“Forty million dollars!” she exclaimed. “I thought you said you would only have twenty per cent.?”
“That is just what it is,” remarked the captain, “as nearly as we can calculate. Forty million dollars is about one fifth of the value of the cargo I brought to France in the Arato. And as to your share, Mrs. Cliff, I think, if you feel like it, you will be able to buy the town of Plainton; and if that doesn’t make you a leading citizen in it, I don’t know what else you can do.”
CHAPTER L
A CASE OF RECOGNITION
Every one in our party at the Hotel Grenade rose very early the next morning. That day was to be one of activity and event. Mrs. Cliff, who had not slept one wink during the night, but who appeared almost rejuvenated by the ideas which had come to her during her sleeplessness, now entered a protest against the proposed marriage at the American legation. She believed that people of the position which Edna and the captain should now assume ought to be married in a church, with all proper ceremony and impressiveness, and urged that the wedding be postponed for a few days, until suitable arrangements could be made.
But Edna would not listen to this.
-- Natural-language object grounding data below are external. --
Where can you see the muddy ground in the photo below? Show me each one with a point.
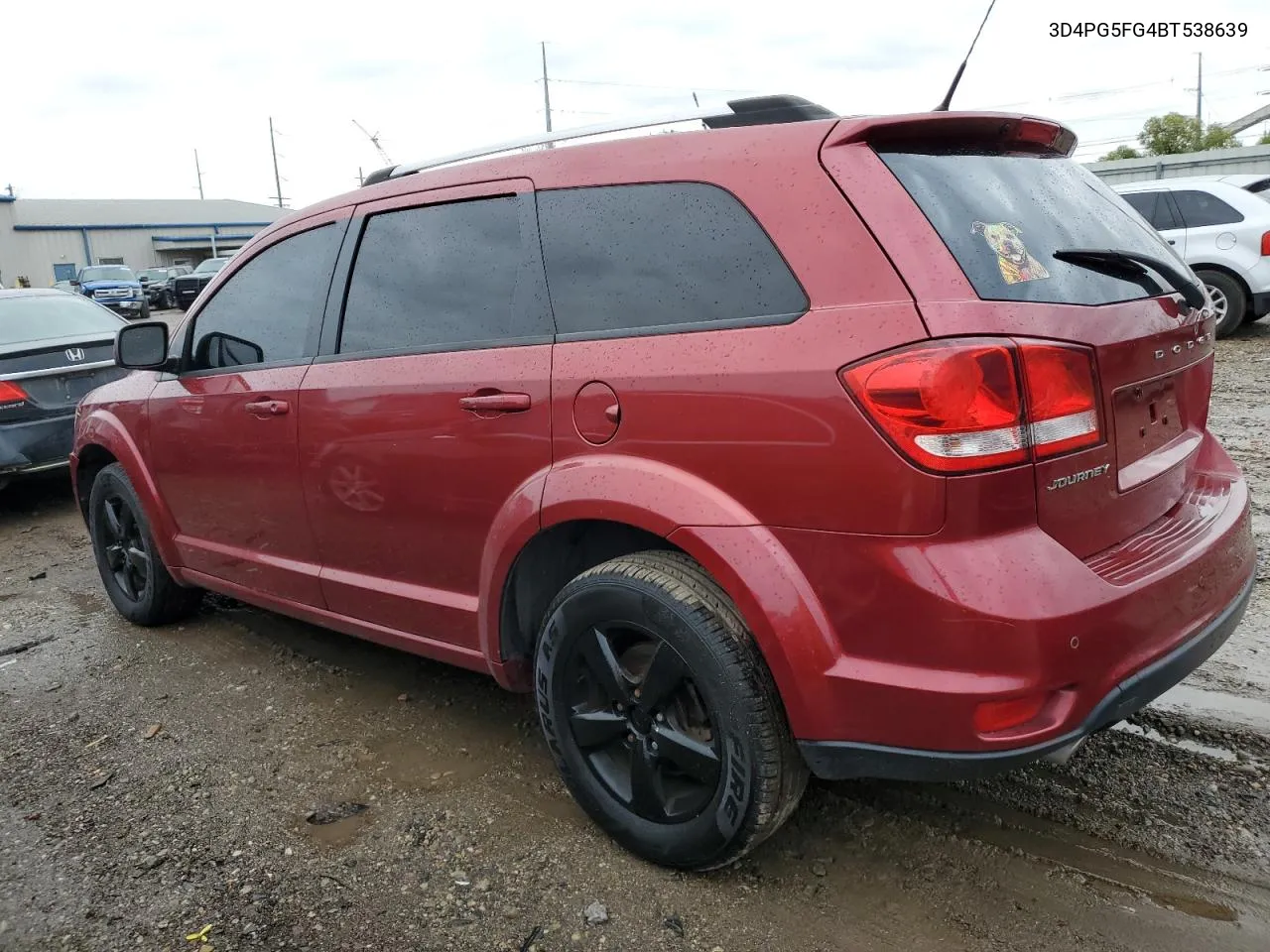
(154, 782)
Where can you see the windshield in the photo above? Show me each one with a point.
(46, 316)
(107, 272)
(1002, 214)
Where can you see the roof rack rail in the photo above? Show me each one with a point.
(754, 111)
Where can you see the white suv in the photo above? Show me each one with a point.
(1220, 227)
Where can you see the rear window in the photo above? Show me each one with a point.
(49, 316)
(1002, 214)
(1201, 208)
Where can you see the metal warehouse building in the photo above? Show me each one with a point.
(46, 240)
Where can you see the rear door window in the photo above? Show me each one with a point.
(1201, 208)
(645, 259)
(444, 277)
(1002, 214)
(1155, 207)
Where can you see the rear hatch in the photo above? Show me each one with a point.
(973, 209)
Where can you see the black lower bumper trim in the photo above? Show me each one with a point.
(839, 761)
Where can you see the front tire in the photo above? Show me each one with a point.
(1229, 302)
(131, 569)
(662, 715)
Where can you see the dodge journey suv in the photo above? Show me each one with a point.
(792, 444)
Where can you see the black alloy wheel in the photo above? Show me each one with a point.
(642, 724)
(125, 547)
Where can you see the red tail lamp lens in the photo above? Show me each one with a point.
(952, 407)
(993, 716)
(10, 393)
(1062, 400)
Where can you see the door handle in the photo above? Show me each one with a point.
(495, 403)
(267, 408)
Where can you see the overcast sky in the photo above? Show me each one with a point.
(109, 100)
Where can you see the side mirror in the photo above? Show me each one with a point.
(143, 345)
(218, 349)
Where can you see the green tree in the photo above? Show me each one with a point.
(1175, 134)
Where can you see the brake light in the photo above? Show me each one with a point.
(992, 716)
(1062, 412)
(961, 405)
(10, 394)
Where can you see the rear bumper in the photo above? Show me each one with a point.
(40, 444)
(837, 761)
(1261, 303)
(920, 639)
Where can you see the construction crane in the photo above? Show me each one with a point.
(375, 141)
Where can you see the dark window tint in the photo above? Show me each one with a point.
(633, 258)
(1155, 207)
(1199, 208)
(444, 276)
(268, 307)
(1002, 214)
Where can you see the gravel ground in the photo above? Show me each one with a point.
(294, 788)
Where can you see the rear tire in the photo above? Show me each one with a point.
(662, 715)
(131, 569)
(1229, 301)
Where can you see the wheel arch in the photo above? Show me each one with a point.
(601, 508)
(103, 439)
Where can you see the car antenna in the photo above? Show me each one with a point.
(948, 96)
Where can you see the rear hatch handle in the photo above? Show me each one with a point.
(1191, 290)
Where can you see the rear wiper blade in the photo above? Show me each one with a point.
(1192, 291)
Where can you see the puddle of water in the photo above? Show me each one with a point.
(1169, 885)
(340, 833)
(412, 765)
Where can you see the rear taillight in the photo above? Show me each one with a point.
(10, 394)
(980, 403)
(1062, 409)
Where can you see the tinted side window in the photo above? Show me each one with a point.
(1155, 208)
(266, 311)
(1199, 208)
(441, 277)
(631, 258)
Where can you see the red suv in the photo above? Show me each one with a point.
(798, 443)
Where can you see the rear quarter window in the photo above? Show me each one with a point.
(1002, 214)
(657, 258)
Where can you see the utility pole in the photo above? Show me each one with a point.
(547, 91)
(1199, 102)
(277, 179)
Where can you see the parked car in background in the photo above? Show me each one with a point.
(54, 349)
(158, 284)
(116, 287)
(1220, 227)
(880, 453)
(187, 287)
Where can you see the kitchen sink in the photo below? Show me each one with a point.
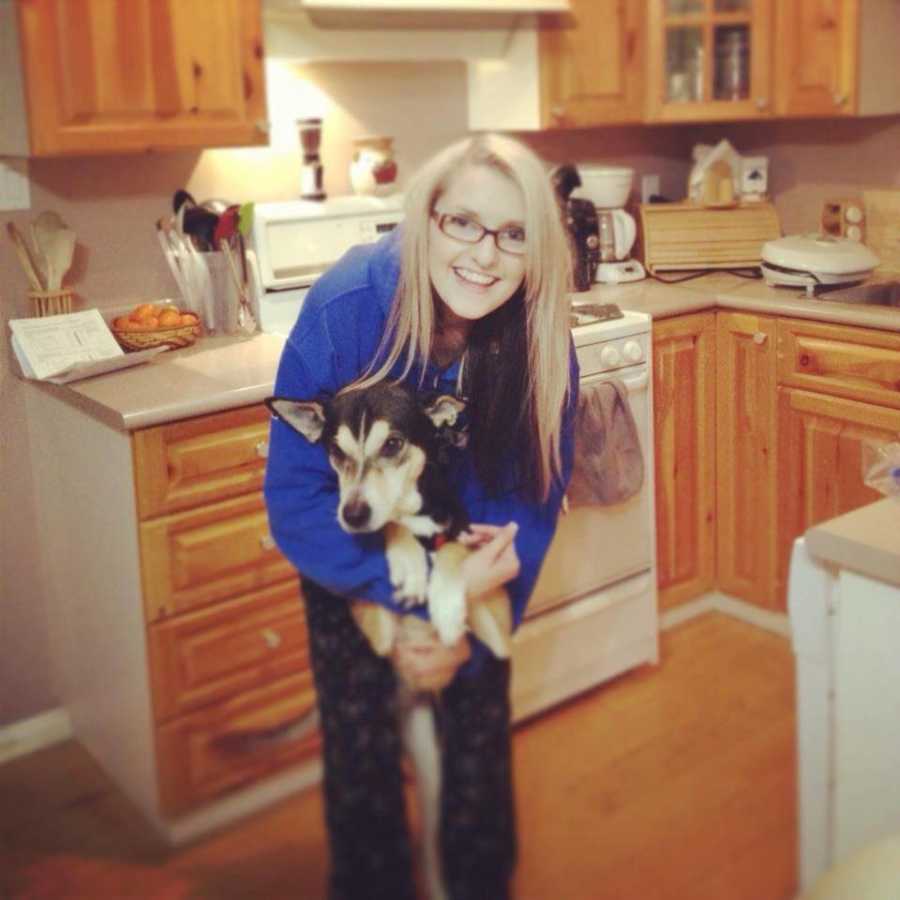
(883, 293)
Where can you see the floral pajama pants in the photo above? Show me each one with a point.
(365, 809)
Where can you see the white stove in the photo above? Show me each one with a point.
(593, 614)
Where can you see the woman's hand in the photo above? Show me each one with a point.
(494, 560)
(426, 664)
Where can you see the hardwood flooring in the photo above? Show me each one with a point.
(669, 783)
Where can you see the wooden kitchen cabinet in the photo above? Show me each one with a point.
(103, 77)
(746, 464)
(684, 421)
(709, 60)
(592, 64)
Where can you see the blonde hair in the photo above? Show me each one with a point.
(411, 325)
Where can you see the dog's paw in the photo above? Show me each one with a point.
(447, 607)
(409, 576)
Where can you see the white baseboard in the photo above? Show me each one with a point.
(715, 601)
(28, 735)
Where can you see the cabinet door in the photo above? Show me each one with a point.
(816, 59)
(107, 77)
(820, 452)
(709, 60)
(745, 457)
(684, 397)
(592, 64)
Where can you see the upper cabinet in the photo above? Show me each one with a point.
(593, 71)
(619, 61)
(99, 76)
(709, 60)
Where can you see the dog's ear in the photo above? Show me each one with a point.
(305, 417)
(444, 410)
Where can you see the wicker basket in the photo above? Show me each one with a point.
(180, 336)
(51, 303)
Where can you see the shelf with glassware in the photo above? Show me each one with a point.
(709, 60)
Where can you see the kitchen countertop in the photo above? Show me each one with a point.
(215, 374)
(220, 373)
(865, 540)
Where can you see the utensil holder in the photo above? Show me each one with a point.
(51, 303)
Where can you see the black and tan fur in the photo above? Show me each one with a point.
(385, 447)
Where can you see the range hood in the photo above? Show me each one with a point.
(430, 7)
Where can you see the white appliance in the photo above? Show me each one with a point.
(813, 260)
(594, 611)
(296, 241)
(844, 630)
(608, 188)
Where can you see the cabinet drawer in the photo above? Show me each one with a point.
(186, 464)
(857, 363)
(194, 558)
(215, 653)
(210, 752)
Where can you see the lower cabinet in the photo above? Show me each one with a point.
(794, 403)
(684, 423)
(230, 682)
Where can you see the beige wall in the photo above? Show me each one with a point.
(113, 202)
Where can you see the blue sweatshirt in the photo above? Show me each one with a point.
(333, 341)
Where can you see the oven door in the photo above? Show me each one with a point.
(595, 546)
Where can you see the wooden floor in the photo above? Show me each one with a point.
(670, 783)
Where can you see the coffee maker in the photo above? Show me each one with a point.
(608, 188)
(310, 132)
(580, 216)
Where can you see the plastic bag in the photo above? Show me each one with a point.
(881, 467)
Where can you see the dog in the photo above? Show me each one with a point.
(386, 447)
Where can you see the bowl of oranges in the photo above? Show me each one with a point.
(155, 325)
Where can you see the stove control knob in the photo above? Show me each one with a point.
(610, 357)
(633, 352)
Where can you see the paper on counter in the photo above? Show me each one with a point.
(71, 346)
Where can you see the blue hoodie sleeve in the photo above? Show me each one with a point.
(536, 520)
(328, 348)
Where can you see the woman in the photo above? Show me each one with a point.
(469, 296)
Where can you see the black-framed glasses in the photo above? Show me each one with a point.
(510, 239)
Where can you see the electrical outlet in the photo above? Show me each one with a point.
(649, 187)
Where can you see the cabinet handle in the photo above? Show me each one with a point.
(272, 638)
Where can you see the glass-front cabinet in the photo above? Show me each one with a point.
(709, 59)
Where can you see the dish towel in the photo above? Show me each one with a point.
(609, 463)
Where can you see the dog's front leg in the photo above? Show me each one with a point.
(447, 593)
(407, 564)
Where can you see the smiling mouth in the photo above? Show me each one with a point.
(475, 278)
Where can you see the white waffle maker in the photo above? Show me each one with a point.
(813, 260)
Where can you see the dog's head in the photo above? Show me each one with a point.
(378, 441)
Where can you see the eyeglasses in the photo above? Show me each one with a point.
(510, 239)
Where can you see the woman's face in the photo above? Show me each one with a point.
(475, 279)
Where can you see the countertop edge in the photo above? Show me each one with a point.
(860, 541)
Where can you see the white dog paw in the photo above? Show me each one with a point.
(447, 608)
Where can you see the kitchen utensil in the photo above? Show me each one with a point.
(686, 236)
(246, 322)
(25, 257)
(55, 242)
(812, 260)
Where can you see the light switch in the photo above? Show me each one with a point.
(15, 189)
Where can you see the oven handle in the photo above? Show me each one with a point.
(633, 383)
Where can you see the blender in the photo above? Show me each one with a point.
(608, 187)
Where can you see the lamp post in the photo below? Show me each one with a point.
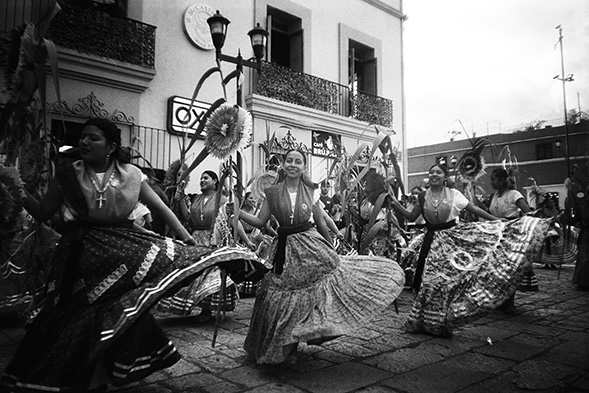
(564, 80)
(258, 38)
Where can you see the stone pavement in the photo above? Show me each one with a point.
(544, 347)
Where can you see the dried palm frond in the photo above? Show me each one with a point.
(11, 200)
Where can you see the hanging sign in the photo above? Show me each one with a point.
(196, 26)
(325, 144)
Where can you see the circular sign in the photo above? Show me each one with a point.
(196, 26)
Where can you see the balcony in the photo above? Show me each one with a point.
(283, 84)
(100, 34)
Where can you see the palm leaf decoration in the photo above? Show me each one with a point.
(11, 200)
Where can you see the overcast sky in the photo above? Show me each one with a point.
(489, 64)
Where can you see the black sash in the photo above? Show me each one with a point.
(283, 232)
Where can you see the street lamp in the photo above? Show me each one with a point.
(258, 38)
(564, 80)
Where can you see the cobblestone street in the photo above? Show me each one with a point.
(544, 347)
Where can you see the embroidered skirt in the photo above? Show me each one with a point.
(473, 268)
(97, 308)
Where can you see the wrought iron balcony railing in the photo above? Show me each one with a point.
(282, 83)
(99, 33)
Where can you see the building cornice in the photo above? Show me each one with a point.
(107, 72)
(265, 108)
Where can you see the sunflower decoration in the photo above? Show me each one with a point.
(228, 130)
(11, 200)
(261, 182)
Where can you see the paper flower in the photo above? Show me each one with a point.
(471, 166)
(11, 200)
(227, 130)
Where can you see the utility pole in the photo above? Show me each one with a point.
(564, 79)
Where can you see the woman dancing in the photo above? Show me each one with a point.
(311, 294)
(472, 267)
(95, 326)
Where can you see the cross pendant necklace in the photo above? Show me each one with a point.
(202, 208)
(100, 199)
(436, 202)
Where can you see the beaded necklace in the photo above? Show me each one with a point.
(436, 202)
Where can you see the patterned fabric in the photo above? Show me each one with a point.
(104, 279)
(318, 296)
(204, 293)
(581, 275)
(475, 267)
(558, 250)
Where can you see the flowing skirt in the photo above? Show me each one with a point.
(318, 297)
(473, 268)
(103, 282)
(202, 293)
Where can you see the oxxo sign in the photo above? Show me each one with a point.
(184, 118)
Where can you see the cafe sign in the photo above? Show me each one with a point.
(326, 144)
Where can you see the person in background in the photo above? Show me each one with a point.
(95, 327)
(510, 204)
(465, 270)
(311, 294)
(200, 217)
(142, 216)
(325, 198)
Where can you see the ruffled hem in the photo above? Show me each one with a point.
(472, 269)
(337, 304)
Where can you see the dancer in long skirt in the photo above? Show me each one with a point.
(311, 294)
(201, 217)
(95, 327)
(472, 267)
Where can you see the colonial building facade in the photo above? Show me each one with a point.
(536, 156)
(332, 73)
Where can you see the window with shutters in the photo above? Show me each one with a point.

The captain was obliged, by appointment, to be in London on the morrow, and he could not know how long he might be detained there, and now, wherever he went, she wished to go with him. He wanted her to be with him, and she was going. Moreover, she fancied a wedding at the legation. There were all sorts of regulations concerning marriage in France, and to these neither she nor the captain cared to conform, even if they had time enough for the purpose. At the American legation they would be in point of law upon American soil, and there they could be married as Americans, by an American minister.
After that Mrs. Cliff gave up. She was so happy she was ready to agree to anything, or to believe in anything, and she went to work with heart and hand to assist Edna in getting ready for the great event.
Mrs. Sylvester, the wife of the secretary, received a note from Edna which brought her to the hotel as fast as horses were allowed to travel in the streets of Paris, and arrangements were easily made for the ceremony to take place at four o’clock that afternoon.
The marriage was to be entirely private. No one was to be present but Mrs. Cliff, Ralph, and Mrs. Sylvester. Nothing was said to Cheditafa of the intended ceremony. After what had happened, they all felt that it would be right to respect the old negro’s feelings and sensibilities. Mrs. Cliff undertook, after a few days had elapsed, to explain the whole matter to Cheditafa, and to tell him that what he had done had not been without importance and real utility, but that it had actually united his master and mistress by a solemn promise before witnesses, which in some places, and under certain circumstances, would be as good a marriage as any that could be performed, but that a second ceremony had taken place in order that the two might be considered man and wife in all places and under all circumstances.